İsrail'in saldırıları ve ablukası altındaki Gazze Şeridi'nde insani yardımların havadan ulaştırılmasına yönelik uygulama, bölgedeki trajediyi derinleştiriyor.
Gazze'deki Filistin İçişleri Bakanlığı tarafından yapılan açıklamada, havadan atılan yardım paketlerinin kontrolsüz şekilde sivillerin bulunduğu bölgelere düştüğü ve bu durumun ölümlere yol açtığı bildirildi.
Özellikle yerinden edilen sivillerin yaşadığı çadır kamplarına isabet eden yardımlar nedeniyle aralarında kadın ve çocukların da bulunduğu çok sayıda sivil yaşamını yitirdi.
Yapılan açıklamada, İsrail'in bu yardım yöntemini bir insani yardım değil, tam aksine bir "kaos aracı" olarak kullandığı öne sürüldü. Yardım paketlerinin gelişi sırasında vatandaşların izdihama kapılması ve dağıtımın düzensizliği, ölümlerle sonuçlanan kaotik sahneler yaratıyor.
Açıklamada, İsrail’in bu yöntemi bilinçli olarak tercih ettiği ve bunu açlıkla mücadele eden halk arasında düzensizlik yaratmak için kullandığı ifade edildi.
Gazze İçişleri Bakanlığı, havadan yardım atımlarının, İsrail’in açlık mühendisliği politikasının bir parçası olduğuna dikkat çekti. Bu uygulamanın yardım çetelerinin oluşmasına, halk arasında kargaşa çıkmasına ve temel yaşam güvenliğinin ortadan kalkmasına neden olduğu belirtiliyor.
Yardım almaya çalışan sivillerin bu ortamda hem fiziksel tehlikelere hem de sosyal karmaşaya maruz kaldığı ifade ediliyor.
Gazze’ye havadan ulaştırılan yardımların miktar ve içerik bakımından yetersiz olduğuna dikkat çekilen açıklamada, bu yardımların kara yoluyla sağlanabilecek desteklerle kıyaslanamayacak düzeyde düşük olduğu vurgulandı.

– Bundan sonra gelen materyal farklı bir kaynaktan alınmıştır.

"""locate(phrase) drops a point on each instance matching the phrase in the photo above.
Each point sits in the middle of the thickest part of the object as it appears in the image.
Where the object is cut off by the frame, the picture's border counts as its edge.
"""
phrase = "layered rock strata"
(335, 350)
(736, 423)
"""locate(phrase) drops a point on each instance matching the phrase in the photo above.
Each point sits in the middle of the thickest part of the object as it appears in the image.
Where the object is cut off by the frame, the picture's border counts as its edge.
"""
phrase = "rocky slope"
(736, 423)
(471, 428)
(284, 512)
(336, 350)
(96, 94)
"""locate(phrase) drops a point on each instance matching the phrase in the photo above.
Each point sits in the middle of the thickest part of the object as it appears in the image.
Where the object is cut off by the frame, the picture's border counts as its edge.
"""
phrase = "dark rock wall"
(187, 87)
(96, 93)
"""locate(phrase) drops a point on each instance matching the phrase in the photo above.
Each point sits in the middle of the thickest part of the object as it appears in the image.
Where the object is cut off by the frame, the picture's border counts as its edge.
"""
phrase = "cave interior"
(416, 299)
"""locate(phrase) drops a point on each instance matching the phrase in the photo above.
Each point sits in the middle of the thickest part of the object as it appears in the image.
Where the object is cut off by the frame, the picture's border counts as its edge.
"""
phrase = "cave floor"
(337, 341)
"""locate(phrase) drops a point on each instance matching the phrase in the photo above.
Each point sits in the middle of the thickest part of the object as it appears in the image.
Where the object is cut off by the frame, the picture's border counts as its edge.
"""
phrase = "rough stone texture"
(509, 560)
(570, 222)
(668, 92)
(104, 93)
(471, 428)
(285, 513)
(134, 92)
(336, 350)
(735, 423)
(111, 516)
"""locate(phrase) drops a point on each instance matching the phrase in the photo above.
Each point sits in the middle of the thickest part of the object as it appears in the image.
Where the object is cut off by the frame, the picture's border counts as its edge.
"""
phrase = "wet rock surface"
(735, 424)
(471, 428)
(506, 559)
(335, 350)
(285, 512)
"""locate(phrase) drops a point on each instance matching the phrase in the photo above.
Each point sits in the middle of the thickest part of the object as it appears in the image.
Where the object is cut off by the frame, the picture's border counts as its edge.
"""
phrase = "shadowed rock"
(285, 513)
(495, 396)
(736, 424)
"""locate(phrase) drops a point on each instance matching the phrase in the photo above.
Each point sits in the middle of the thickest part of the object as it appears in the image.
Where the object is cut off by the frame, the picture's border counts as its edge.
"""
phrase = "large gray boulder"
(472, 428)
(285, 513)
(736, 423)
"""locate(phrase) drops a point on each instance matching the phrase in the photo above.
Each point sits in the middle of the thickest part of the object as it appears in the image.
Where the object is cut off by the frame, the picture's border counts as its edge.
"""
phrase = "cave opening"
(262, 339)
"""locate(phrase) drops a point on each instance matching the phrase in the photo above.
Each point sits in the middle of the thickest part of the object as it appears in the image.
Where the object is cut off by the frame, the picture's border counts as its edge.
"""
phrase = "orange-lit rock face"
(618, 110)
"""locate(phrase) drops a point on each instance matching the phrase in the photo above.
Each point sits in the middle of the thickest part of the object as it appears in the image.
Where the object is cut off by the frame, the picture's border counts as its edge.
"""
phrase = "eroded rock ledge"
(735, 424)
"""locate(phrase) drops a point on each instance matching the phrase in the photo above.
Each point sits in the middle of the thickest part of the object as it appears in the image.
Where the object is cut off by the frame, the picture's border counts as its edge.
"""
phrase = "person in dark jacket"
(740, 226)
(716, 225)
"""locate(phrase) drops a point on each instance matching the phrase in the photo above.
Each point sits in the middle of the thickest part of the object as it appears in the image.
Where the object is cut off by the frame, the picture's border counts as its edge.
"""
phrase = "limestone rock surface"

Günlerdir temel gıda ve temiz suya erişimi olmayan siviller için, paraşütle indirilen birkaç yardım kolisinin ne sayıca ne de içerik olarak yeterli olamayacağına işaret edildi.
Açıklamada ayrıca, açlık ve insani krizle mücadele eden Gazze halkının temel ihtiyaçlarına düzenli ve güvenli şekilde ulaşabilmesi için kara sınır kapılarının derhal açılması gerektiği belirtildi.
Havadan yardım operasyonlarının oluşturduğu kaos ve risk nedeniyle bu yöntemin yeniden değerlendirilmesi çağrısında bulunuldu.